Lannea schweinfurthii is a small to medium-sized deciduous tree within the Anacardiaceae family. The tree is sometimes called 'bastard marula' or 'false marula' because when it is without flowers or fruits, it become quite similar to the marula tree and sometimes it's confused for the marula tree. Extracts of the species is used in traditional human and veterinary medical practices.

It has three varieties that are recognized by their leaf-blade outline and hairiness of leaves.

== Description ==
The species is capable of growing up to 22 m in height, but the common range is between 3-15m. It has an open or spreading crown with drooping branches bearing foliage at its end, bark is usually flaky and grey to brownish in color, but young stems tending to be pubescent become flaky when mature. Leaves are imparipinnately compound, with about 1-5 pairs of leaflets; leaf-blade is broadly ovate to elliptic in outline. Inflorescence is spike-like racemes; flowers are greenish yellow to yellow colored, fruit is an ellipsoid berry, which grows up to 12 mm long and is red-brown when ripe.

== Distribution ==
The species occurs in a wide range of environments in East Tropical Africa, but is also found in parts of North East Africa and Southern Africa.
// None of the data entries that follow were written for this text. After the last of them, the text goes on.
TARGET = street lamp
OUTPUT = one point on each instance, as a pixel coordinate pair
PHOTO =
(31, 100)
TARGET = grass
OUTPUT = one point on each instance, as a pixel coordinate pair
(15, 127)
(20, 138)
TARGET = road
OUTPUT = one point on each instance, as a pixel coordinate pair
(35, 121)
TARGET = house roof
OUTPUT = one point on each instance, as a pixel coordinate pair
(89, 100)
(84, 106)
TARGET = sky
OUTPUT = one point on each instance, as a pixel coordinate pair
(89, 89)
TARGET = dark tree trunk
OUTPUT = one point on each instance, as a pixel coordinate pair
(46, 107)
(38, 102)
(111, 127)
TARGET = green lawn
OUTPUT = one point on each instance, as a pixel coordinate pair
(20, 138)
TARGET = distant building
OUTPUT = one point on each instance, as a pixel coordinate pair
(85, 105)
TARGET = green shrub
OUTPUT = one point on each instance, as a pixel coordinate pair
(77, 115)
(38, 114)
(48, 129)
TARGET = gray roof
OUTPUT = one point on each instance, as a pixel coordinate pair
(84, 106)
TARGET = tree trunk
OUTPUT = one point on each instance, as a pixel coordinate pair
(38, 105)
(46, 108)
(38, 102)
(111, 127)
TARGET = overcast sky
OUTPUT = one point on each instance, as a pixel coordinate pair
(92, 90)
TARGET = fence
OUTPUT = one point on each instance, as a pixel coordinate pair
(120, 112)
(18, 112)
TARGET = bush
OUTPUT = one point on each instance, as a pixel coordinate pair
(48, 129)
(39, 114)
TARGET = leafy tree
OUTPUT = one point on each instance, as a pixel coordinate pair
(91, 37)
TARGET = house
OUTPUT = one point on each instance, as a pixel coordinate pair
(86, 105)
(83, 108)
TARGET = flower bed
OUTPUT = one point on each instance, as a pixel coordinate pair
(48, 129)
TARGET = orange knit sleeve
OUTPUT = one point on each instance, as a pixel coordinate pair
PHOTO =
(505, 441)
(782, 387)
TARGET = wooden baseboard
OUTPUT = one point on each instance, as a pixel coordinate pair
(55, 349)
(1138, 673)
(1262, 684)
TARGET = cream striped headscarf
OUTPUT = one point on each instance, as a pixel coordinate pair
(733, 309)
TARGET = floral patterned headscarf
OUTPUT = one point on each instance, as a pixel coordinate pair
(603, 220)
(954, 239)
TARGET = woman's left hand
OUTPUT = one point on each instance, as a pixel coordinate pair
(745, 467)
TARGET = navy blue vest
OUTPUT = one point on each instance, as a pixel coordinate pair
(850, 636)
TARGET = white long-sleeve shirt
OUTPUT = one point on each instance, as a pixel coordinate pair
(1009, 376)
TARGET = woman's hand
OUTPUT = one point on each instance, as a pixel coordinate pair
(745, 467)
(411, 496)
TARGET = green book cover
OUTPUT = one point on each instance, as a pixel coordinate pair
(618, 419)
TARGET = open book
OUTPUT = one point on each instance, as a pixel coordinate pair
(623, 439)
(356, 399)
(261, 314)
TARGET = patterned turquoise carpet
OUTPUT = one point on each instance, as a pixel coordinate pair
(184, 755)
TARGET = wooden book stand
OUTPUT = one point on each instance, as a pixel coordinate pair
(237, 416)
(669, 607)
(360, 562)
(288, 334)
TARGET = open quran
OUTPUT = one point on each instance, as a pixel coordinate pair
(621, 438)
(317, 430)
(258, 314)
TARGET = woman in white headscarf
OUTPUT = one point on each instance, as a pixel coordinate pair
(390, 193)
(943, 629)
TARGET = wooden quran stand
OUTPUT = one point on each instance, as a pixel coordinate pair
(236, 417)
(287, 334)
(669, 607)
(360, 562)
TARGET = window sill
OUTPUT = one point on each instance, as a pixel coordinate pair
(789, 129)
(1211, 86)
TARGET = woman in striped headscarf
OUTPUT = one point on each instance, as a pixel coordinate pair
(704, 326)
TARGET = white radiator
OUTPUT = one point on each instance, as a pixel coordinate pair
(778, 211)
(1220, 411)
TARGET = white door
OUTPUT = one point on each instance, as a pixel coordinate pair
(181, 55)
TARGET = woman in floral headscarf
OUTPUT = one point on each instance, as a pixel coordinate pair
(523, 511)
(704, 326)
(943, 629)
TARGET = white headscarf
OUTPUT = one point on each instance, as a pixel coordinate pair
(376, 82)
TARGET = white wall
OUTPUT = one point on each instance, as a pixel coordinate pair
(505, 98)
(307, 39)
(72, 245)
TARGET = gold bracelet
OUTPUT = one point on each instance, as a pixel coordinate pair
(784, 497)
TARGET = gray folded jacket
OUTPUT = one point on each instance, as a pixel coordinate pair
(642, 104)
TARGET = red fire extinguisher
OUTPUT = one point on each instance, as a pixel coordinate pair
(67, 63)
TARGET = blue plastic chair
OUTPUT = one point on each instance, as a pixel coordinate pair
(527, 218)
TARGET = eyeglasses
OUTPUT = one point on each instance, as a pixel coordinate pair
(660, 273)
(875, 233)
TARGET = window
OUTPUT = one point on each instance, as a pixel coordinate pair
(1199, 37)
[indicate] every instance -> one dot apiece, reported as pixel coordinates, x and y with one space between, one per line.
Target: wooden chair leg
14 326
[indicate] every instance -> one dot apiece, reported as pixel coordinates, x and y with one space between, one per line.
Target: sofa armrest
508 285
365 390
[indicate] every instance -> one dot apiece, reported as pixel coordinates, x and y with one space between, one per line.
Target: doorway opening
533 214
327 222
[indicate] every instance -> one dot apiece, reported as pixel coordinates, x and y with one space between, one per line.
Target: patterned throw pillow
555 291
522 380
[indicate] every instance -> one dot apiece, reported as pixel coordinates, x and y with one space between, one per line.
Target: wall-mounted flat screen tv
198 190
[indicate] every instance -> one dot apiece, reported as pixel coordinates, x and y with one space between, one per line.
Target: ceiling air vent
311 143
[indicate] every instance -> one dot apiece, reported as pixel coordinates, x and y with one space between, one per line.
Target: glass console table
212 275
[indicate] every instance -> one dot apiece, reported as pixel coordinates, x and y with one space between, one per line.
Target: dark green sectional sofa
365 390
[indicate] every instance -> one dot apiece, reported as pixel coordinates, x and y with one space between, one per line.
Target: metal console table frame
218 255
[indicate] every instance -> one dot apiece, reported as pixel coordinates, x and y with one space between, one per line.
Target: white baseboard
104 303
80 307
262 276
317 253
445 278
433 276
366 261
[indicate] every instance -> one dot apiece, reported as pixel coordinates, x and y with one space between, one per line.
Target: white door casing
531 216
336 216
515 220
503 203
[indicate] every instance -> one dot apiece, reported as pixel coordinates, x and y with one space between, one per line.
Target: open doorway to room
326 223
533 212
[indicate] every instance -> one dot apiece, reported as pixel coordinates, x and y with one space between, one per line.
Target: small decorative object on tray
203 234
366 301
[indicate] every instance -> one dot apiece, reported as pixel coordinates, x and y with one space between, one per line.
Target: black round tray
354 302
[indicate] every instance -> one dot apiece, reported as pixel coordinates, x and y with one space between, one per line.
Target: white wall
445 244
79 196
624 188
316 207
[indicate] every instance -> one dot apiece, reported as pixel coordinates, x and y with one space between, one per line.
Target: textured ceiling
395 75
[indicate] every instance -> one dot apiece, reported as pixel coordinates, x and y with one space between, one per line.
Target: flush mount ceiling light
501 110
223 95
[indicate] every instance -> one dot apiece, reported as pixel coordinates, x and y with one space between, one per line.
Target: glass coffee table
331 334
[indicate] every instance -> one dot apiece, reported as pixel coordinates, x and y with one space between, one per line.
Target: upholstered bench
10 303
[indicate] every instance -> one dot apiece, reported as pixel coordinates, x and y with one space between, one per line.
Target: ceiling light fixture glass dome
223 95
It has been reported in Somalia, Kenya and southwards towards South Africa.

== Chemistry ==
Chemical compounds isolated from the stem and root bark of the species include flavanoids: epicatechin gallate, catechin, and rutin; triterpenoids: b-sitosterol, sitosterol, sitosterol glucoside, lupeol, and lupenone, and alkyl cardonols: cyclohexenones and cyclohexenols.

== Uses ==
The root and stem bark is commonly used to treat a variety of ailments including blood disorders like Anemia, gastro-intestinal disorders such as diarrhea, dysentery, and stomach pains, sores and wounds and to treat infections such as abscesses, boils, skin rashes and gonorrhea. In Tanzania and Zimbabwe it is also used to treat animal related health issues such as coccidiosis and corridor disease.